The Kyoto Protocol is part of the United Nations Framework Convention on Climate Change (UNFCCC) which is aimed at fighting global warming.
The UNFCCC is e international environmental treaty with the goal of achieving the “stabilization of greenhouse gas concentrations in the atmosphere at a level that would prevent dangerous anthropogenic interference with the climate system.”
The Kyoto Protocol was first agreed on 11 December 1997 in Kyoto, Japan, and it became a formal part of the treaty on 16 February 2005. Currently, 191 members of the United Nations have signed and ratified the Kyoto Protocol.
Under the Protocol, 37 of the major industrialised nations have agreed to reducing four main greenhouse gases by 5.2% from the 1990 levels. They have committed to reducing:
- carbon dioxide
- methane
- nitrous oxide
- sulphur hexafluoride
They will also reduce two further groups of gases (hydrofluorocarbons and perfluorocarbons) that are produced by the 4 main gases. 
These emission limits do not include emissions by international aviation and shipping, but are in addition to the industrial gases, chlorofluorocarbons, or CFCs, which are dealt with under the 1987 Montreal Protocol on Substances that Deplete the Ozone Layer.
The Kyoto Protocol does allow for several “flexible mechanisms”, such as emissions trading, the clean development mechanism (CDM) and joint implementation.
A joint implementation will allow a country to offset some of its reduction targets by investing in a greenhouse gas reduction project in another country. For example, a joint implementation project might involve replacing a coal-fired power station with a combined heat and power system,
Under the Kyoto Protocol each of the 37 countries must provide an annual report of inventories of all human produced greenhouse gas emissions. They must also identify a national authority which is responsible for maintaining these inventories.
It is significant that some of the largest producers of greenhouse gases have not ratified the Kyoto Protocol the most notable being the USA and China.
So, in February 2007 the heads of government from major greenhouse gas producers, including the USA, China and India, agreed a non-binding successor to the Kyoto Protocol known as the Washington Declaration. This declaration outlined a global cap-and-trade system that would include both industrialised and developing nations.

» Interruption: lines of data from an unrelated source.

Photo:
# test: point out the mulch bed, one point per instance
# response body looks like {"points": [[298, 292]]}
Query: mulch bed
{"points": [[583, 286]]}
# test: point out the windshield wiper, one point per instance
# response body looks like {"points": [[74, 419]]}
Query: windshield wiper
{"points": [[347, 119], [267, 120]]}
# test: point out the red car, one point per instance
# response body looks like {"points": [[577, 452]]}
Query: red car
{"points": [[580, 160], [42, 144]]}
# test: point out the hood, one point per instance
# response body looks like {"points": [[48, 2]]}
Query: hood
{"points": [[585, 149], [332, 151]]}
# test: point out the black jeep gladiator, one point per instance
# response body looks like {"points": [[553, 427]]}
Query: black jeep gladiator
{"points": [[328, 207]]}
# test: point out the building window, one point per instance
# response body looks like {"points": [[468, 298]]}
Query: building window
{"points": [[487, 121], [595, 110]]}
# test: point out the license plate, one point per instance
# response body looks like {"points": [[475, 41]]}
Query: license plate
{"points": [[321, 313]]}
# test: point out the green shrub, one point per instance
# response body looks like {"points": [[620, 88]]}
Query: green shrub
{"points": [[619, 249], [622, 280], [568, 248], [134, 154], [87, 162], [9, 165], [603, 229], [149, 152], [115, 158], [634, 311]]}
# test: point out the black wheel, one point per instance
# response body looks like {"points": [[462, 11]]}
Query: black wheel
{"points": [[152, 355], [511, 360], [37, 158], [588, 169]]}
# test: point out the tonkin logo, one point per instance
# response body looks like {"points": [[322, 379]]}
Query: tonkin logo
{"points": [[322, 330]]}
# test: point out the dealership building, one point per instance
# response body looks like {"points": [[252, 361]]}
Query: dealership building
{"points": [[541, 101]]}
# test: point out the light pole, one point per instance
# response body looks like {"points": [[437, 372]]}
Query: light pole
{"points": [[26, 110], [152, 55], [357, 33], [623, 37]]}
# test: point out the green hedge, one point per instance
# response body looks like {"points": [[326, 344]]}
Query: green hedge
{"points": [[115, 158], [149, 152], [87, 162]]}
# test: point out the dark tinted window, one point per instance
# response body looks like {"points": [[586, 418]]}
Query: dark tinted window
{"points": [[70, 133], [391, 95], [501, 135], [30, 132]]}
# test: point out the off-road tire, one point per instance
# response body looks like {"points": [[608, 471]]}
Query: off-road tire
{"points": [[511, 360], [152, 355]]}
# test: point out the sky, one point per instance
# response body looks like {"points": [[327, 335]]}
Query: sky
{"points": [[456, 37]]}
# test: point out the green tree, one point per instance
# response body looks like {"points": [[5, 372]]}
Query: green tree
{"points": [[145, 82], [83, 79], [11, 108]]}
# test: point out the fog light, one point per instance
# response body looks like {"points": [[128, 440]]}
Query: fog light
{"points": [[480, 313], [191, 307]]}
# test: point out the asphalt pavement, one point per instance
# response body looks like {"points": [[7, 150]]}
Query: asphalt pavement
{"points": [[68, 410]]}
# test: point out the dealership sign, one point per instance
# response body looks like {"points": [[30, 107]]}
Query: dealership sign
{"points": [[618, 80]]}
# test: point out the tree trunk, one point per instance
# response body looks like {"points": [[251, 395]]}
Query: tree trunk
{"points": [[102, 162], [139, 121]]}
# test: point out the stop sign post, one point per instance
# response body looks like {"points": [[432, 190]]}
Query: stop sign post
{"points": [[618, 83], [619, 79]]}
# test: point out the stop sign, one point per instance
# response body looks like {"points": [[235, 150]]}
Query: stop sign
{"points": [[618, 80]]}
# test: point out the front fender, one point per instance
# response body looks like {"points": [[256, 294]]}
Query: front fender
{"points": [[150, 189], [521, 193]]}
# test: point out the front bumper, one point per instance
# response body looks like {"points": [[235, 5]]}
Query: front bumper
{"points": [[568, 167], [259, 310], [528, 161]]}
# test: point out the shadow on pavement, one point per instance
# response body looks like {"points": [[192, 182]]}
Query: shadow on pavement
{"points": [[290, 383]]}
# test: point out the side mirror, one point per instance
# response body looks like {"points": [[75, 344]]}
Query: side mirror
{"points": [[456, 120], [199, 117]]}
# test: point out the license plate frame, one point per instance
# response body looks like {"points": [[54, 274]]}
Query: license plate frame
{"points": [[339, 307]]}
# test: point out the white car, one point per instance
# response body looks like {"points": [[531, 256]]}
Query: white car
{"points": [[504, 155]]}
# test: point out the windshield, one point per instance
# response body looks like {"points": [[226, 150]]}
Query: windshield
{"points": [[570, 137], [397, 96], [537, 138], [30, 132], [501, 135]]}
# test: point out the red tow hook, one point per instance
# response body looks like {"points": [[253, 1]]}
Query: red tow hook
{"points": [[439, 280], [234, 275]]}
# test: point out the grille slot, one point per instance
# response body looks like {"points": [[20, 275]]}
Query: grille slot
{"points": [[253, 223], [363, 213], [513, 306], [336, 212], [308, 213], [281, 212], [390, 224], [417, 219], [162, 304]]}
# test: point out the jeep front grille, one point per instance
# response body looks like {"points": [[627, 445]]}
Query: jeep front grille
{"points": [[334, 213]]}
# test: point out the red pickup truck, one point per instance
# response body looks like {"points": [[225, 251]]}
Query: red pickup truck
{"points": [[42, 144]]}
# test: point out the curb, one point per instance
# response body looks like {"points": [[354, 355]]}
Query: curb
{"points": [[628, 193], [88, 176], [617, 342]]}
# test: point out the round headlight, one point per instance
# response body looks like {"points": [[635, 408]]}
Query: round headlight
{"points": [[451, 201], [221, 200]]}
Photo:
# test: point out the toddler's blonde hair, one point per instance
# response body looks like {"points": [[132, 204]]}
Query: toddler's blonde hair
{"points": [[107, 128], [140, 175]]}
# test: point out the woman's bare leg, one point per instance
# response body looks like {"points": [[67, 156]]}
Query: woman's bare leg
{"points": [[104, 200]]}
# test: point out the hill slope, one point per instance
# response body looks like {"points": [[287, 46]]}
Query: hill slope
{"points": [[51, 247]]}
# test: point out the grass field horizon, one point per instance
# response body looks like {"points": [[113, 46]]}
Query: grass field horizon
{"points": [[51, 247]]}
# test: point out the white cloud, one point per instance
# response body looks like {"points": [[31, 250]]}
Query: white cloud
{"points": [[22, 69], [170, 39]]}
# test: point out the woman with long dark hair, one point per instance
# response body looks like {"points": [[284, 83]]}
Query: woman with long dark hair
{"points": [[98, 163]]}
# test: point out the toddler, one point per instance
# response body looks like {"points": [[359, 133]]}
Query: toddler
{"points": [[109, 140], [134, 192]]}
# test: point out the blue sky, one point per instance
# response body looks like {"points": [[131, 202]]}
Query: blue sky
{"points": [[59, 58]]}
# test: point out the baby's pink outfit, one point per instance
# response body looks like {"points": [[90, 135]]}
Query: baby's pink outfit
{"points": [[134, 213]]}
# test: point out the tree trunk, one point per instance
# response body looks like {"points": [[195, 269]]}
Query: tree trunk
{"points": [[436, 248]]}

This declaration was extended at the 2007 meeting of the G8 nations. Here it was agreed that the G8 nations would “aim to at least halve global CO2 emissions by 2050″ and the details would be agreed under the United Nations Framework Convention on Climate Change.
Whilst the Kyoto Protocol has not led to the hoped for reductions in greenhouse gases it has formed the basis for ongoing discussions on such reductions.